Wraz z pierwszym gwizdkiem ruszyliśmy za to z głośnym jak zawsze w Lubinie dopingiem, który wychodził całkiem nieźle.

W drugiej połowie pojechaliśmy świetnie Niebiesko-białe barwy, a nasz śpiew przyniósł efekt w postaci strzelonej bramki przez naszych piłkarzy.

Tradycyjnie nie zabrakło zakazowych okrzyków, czyli Piłka nożna dla kibiców!, a także Nasz Kolejorz na zakazie. 

Oberwało się także oczywiście milicji, która była bluzgana dość często, a na koniec nie zapomnieliśmy pozdrowić derbowego rywala w regionie dla miejscowych, czyli Malinowych Nosów z Wrocławia.

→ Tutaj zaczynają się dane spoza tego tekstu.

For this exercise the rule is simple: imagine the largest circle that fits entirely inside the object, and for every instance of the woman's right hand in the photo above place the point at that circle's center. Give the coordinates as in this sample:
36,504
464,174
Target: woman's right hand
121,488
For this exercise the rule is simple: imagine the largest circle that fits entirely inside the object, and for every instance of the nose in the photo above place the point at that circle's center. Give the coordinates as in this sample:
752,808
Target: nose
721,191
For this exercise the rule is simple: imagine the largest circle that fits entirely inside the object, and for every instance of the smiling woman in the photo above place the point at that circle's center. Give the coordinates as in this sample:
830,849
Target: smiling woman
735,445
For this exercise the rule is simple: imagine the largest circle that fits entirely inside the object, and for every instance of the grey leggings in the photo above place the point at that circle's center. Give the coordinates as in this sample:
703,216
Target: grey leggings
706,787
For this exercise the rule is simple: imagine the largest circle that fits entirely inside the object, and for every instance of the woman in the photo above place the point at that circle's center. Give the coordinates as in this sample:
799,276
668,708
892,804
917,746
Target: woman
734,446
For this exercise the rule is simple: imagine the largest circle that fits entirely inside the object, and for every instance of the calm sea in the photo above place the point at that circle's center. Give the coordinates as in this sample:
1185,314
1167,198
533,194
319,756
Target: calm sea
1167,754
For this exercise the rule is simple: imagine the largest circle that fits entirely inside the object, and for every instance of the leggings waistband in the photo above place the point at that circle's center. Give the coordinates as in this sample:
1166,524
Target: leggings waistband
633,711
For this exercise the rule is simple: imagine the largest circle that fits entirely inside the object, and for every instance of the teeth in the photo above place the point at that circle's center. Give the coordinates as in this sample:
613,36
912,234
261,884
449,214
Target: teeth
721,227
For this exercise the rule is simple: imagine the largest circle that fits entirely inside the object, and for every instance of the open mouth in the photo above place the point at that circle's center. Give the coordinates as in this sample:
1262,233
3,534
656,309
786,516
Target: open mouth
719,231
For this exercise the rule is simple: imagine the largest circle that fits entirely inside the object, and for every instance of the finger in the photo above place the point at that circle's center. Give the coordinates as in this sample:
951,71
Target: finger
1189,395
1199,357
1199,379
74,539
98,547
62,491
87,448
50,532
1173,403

Po meczu spokojnie wyszliśmy, ale byliśmy trzymani bez sensu około pół godziny na parkingu. Kiedy jakaś mądra, wąsata głowa stwierdziła że można już nas wypuścić, sprawnie i bez przygód wróciliśmy do Pyrlandii.

 

 

***

Przed nami przerwa na mecze reprezentacji. 1 września gramy co prawda z Piastem u siebie, ale nadal w związku z karami zamknięty jest Kocioł, a osoby które były w nim na meczu z Legią w zeszłym sezonie nie mogą kupić biletów na inne trybuny.